文本分类与TorchText

译者:PengboLiu

校验:PengboLiu

本教程将说明如何在torchtext中使用文本分类数据集,其中包括:

  1. - AG_NEWS,
  2. - SogouNews,
  3. - DBpedia,
  4. - YelpReviewPolarity,
  5. - YelpReviewFull,
  6. - YahooAnswers,
  7. - AmazonReviewPolarity,
  8. - AmazonReviewFull

下面的例子显示如何使用TextClassification中的数据集训练有监督的文本分类模型。

以ngrams的方式加载数据

使用ngrams可以捕捉句子中有关单词顺序的一些信息。实际上,应用二元语法或三元语法作为单词组可以比仅一个单词组成句子提供更多的好处。一个例子:

  1. "load data with ngrams"
  2. Bi-grams results: "load data", "data with", "with ngrams"
  3. Tri-grams results: "load data with", "data with ngrams"
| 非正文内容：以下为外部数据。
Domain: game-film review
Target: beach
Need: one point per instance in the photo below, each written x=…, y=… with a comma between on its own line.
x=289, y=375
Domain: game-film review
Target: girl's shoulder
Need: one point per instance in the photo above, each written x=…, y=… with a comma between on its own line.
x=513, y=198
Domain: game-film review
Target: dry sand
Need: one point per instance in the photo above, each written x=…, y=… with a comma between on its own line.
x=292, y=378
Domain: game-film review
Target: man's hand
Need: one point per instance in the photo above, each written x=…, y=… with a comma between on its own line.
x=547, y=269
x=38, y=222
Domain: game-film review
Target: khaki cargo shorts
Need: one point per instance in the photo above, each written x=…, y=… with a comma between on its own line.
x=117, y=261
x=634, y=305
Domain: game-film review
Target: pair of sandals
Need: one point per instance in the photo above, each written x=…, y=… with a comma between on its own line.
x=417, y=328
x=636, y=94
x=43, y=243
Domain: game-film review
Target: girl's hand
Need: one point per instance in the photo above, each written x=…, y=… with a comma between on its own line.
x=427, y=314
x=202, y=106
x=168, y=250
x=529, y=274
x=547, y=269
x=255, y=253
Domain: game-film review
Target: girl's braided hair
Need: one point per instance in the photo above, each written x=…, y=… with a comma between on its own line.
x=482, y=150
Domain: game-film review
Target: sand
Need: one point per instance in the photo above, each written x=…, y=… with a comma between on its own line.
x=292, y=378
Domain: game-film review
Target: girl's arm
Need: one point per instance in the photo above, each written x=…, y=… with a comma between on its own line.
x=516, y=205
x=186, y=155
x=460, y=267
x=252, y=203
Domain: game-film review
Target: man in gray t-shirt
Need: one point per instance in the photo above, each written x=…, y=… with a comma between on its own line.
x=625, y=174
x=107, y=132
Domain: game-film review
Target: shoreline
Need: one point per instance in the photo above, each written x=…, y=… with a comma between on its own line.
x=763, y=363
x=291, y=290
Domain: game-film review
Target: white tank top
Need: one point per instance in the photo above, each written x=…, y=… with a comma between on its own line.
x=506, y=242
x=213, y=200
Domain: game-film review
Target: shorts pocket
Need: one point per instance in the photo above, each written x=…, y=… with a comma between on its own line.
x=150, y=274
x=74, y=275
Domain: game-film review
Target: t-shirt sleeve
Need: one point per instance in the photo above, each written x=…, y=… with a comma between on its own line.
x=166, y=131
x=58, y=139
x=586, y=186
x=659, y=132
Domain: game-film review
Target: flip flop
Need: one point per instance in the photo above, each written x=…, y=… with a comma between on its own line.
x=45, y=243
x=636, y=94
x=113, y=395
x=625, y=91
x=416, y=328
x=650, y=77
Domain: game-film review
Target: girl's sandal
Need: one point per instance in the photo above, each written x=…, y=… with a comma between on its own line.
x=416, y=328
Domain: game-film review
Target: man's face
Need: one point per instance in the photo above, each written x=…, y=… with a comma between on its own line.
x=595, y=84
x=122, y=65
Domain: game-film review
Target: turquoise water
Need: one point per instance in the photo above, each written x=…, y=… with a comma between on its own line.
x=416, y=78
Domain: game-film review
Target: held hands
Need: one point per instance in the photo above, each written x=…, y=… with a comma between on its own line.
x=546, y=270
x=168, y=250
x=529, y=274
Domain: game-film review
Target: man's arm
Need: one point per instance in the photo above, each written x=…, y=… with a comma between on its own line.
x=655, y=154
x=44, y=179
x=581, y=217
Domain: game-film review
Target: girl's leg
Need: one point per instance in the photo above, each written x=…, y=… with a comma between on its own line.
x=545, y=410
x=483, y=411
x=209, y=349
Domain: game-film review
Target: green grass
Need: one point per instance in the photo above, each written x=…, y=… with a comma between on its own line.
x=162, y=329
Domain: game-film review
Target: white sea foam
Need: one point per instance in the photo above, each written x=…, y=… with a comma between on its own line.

TextClassification数据集支持n元语法方法。如果NGRAMS 设置为2,数据集中的示例文本将是单个单词加上二元语法字符串的列表。

  1. import torch
  2. import torchtext
  3. from torchtext.datasets import text_classification
  4. NGRAMS = 2
  5. import os
  6. if not os.path.isdir('./.data'):
  7. os.mkdir('./.data')
  8. train_dataset, test_dataset = text_classification.DATASETS['AG_NEWS'](
  9. root='./.data', ngrams=NGRAMS, vocab=None)
  10. BATCH_SIZE = 16
  11. device = torch.device("cuda" if torch.cuda.is_available() else "cpu")

定义模型

该模型是由 EmbeddingBag层和线性层(参见下图)组成的。

nn.EmbeddingBag计算“袋”中embeddings的平均值。此处的文本具有不同的长度。nn.EmbeddingBag不需要填充,因为文本长度会以偏移量保存。

此外,由于nn.EmbeddingBag会动态累积嵌入中的平均值,因此nn.EmbeddingBag可以提高性能和存储效率,以处理张量序列。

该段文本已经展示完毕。